ALMOST anywhere in Florida or California, one is able to visit a sea world, sea circus, or sea-something, in which man and beast are throwing arms and fins around each other in pledged affection. In the old days, one just went to an aquarium. There he looked into the sides of a glass tank and only saw stupidly astonished fishes swimming around -- noticeably devoid of talent. They never picked up a Frisbee or hugged anybody, and their only accomplishment was an ability never to blink their eyes.
Then later, some places made improvements and had ``underwater shows'' in which one sat, comfortable and dry, in a theater seat looking through a picture window into the depths of a bubbling spring called something like Kissamahoochie. There he watched a bevy of beautiful girls cavorting in about nine feet of water.

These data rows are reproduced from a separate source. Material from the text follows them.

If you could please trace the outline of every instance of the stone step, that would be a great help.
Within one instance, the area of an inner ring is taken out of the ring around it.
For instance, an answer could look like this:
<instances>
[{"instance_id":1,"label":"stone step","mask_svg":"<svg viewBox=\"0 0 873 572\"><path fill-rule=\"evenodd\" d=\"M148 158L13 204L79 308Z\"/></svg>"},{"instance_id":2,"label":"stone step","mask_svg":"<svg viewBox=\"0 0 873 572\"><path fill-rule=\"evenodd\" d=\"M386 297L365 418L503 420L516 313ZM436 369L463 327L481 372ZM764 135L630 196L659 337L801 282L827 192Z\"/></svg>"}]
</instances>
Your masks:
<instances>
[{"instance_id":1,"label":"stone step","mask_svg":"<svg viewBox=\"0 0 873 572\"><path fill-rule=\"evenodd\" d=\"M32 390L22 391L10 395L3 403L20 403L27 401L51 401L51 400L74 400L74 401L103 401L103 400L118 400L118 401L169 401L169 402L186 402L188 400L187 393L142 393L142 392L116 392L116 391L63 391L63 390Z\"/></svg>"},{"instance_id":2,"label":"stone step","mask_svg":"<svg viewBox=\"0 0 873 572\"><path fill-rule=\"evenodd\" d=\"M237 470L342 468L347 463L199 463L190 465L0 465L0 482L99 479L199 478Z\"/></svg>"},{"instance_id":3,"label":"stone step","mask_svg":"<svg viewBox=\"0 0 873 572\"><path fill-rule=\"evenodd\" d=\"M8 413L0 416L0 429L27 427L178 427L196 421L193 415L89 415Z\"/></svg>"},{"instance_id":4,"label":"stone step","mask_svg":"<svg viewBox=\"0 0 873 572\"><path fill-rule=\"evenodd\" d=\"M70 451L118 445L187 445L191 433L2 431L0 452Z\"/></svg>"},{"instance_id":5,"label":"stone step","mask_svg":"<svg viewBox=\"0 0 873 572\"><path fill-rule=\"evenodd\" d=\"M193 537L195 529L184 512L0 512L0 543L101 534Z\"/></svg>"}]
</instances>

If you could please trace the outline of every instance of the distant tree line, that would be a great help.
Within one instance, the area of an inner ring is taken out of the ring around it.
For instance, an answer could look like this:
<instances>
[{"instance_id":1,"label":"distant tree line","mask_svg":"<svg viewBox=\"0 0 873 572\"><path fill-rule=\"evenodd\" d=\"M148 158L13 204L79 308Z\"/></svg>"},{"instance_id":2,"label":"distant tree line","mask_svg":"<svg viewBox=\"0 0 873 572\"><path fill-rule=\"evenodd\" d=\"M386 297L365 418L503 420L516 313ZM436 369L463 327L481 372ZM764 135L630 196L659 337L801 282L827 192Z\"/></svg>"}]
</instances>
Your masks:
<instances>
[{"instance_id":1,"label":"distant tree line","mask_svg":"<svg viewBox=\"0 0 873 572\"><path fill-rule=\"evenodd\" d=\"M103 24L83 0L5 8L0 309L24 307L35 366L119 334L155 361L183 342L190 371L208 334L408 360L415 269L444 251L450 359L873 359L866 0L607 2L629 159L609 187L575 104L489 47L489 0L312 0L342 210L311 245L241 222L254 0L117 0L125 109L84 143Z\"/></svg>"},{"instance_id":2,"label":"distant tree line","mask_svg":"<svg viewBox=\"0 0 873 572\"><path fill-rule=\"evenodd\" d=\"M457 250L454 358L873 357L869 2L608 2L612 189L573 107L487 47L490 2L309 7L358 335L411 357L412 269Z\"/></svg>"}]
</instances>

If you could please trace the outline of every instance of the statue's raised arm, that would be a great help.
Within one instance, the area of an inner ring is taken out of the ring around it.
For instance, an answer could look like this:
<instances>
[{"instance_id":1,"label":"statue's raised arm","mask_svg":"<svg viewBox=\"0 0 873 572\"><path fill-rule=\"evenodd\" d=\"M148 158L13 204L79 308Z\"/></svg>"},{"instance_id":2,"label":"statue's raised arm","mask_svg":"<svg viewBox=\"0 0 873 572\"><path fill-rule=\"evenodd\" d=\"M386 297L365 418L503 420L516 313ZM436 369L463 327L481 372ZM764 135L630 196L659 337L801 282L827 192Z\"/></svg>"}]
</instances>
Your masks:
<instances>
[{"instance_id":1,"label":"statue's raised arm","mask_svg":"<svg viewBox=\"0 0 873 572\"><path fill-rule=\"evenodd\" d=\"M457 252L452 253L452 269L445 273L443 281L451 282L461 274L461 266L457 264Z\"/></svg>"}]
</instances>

These shows are successful. They would be even more so if the audience could stop holding its breath in sympathy and not go out gasping for air.
But things are changing. The fish and girls have been replaced by intelligent, squeaking dolphins. Giant killer whales have moved in with a great act that soaks the passive spectators with salt water from titantic flip-flops. It is fun on a massive scale. To prove it, the killer whales zoom up and kiss children and elderly ladies on the cheek. In return, ladies and children grab the whale and kiss him on the wet nose. Thus far, a killer whale has not inadvertently yawned at the wrong time.

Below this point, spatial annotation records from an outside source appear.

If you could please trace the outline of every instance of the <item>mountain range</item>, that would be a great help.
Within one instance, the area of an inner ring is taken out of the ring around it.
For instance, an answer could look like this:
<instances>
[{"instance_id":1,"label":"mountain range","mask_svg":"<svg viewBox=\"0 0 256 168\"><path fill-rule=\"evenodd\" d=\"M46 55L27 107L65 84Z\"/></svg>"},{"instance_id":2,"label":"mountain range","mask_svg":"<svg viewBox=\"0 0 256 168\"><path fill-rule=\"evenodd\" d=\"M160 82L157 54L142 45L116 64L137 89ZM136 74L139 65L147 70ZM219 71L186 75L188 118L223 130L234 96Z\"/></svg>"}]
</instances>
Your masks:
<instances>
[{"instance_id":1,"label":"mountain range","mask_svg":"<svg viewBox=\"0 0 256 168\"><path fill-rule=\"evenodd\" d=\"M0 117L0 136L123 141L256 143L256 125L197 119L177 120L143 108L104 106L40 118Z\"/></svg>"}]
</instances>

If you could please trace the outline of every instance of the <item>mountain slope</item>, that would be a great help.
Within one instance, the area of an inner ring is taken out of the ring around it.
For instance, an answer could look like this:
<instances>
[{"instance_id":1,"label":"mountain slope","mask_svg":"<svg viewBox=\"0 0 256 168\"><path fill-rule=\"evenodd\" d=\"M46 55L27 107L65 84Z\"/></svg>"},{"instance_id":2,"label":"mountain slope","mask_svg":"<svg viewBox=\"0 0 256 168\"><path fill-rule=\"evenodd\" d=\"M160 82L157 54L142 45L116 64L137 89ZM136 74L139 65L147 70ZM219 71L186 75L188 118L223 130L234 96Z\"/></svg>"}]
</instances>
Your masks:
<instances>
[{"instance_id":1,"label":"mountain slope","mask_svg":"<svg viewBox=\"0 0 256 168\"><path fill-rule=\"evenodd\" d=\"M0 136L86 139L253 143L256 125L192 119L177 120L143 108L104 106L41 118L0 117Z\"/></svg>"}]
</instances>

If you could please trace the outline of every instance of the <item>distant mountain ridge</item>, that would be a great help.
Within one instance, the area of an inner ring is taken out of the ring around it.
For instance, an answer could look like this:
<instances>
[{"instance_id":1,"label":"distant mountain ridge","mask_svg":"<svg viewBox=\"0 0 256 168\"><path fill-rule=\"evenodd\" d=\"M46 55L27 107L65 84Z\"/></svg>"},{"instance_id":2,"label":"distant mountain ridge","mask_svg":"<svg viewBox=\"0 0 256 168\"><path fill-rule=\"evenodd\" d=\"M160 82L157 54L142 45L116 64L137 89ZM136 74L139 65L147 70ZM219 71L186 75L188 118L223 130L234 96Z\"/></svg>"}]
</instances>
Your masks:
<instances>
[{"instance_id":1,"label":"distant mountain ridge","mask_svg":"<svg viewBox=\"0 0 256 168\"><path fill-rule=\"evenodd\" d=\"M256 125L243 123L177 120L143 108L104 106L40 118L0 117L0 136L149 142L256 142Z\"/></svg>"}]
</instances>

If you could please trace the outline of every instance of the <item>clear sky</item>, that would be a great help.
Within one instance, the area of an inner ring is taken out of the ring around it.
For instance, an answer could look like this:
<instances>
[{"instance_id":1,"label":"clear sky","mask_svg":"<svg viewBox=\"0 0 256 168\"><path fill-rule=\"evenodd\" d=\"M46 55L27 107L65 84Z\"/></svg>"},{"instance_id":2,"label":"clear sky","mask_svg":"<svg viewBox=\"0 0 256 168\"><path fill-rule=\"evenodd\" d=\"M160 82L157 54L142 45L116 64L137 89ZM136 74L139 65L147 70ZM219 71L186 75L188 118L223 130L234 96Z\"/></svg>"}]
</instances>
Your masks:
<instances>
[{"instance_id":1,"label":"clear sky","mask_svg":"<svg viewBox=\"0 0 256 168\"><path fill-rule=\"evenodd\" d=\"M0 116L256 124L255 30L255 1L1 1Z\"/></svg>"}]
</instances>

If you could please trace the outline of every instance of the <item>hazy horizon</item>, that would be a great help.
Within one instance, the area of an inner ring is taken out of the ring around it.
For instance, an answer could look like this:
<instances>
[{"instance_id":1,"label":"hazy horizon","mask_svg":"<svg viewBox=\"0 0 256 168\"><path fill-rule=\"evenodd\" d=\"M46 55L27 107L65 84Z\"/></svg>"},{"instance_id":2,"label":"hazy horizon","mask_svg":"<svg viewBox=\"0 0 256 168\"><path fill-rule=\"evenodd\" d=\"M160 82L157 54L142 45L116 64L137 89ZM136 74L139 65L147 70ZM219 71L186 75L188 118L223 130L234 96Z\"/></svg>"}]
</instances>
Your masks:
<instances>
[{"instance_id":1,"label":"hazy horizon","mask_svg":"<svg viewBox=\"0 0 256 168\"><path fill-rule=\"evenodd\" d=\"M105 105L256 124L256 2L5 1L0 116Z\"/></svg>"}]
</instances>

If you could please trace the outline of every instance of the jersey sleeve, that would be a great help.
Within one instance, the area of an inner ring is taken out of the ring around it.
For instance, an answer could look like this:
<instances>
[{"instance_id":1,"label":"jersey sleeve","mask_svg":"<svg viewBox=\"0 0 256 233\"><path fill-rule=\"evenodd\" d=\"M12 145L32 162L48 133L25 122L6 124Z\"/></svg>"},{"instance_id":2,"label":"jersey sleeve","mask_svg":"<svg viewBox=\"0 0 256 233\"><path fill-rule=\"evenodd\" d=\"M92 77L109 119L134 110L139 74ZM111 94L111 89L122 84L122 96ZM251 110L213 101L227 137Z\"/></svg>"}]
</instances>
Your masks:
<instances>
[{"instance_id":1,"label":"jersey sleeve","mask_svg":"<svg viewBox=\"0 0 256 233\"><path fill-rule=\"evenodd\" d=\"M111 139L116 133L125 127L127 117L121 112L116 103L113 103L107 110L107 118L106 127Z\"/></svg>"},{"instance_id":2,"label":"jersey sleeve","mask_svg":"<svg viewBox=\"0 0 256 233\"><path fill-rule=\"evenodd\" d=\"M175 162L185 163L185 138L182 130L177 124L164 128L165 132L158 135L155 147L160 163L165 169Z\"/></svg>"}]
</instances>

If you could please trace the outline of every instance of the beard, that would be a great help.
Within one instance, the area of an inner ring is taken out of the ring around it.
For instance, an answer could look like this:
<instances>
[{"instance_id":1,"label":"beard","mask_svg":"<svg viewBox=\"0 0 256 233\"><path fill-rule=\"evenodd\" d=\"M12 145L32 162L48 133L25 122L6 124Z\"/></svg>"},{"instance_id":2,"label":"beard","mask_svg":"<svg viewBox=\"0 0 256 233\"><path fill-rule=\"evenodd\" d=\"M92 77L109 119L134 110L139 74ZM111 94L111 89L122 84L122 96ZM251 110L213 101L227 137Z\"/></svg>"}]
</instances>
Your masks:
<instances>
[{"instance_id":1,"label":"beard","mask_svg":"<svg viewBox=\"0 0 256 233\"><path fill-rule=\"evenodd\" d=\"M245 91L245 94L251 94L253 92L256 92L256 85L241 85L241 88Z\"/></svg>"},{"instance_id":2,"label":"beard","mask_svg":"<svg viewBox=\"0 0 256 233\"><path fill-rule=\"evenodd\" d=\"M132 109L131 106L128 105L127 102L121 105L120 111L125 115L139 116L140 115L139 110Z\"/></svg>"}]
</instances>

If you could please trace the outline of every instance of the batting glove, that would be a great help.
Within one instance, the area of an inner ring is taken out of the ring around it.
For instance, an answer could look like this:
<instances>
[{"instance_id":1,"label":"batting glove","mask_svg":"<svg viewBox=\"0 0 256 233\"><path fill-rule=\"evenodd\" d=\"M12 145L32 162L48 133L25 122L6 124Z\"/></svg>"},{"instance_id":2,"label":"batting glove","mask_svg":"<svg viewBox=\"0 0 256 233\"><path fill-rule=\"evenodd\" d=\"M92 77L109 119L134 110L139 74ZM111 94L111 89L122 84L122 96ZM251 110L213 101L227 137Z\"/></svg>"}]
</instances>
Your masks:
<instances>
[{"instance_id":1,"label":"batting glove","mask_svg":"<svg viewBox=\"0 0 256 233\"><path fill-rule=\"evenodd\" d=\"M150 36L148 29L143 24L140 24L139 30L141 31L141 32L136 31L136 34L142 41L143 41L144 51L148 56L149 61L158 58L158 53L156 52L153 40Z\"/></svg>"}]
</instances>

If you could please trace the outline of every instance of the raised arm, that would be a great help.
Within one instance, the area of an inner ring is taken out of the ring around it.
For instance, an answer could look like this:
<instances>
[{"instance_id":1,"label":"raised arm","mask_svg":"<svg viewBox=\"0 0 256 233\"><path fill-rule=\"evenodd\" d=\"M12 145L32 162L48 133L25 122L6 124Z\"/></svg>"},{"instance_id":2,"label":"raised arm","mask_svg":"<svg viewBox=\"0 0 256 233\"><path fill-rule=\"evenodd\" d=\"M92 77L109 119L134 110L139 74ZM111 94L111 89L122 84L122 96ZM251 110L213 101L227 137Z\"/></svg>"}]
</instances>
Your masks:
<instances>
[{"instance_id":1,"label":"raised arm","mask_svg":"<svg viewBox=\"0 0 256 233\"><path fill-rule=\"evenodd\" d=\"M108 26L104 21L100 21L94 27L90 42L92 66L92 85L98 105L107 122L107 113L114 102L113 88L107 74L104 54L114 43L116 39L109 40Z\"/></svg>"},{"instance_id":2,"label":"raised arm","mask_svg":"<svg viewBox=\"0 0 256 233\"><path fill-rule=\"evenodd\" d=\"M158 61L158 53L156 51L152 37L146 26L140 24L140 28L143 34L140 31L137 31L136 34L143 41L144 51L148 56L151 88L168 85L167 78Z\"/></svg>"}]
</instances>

The trend in finny actors seems to have stopped with whales. An acquaintance of mine, bored with the predictable whale routine, asked when they were going to hire some talented six-ton sharks. The management ignored the suggestion. Apparently killer sharks try harder to live up to their reputation than killer whales, to compensate for their smaller size.
But nothing is impossible. At one time, no one could foresee kissing whales. Probably in the near future someone will put sharks on the program and they will fetch Frisbees and jump through hoops. I'm not sure about the kissing.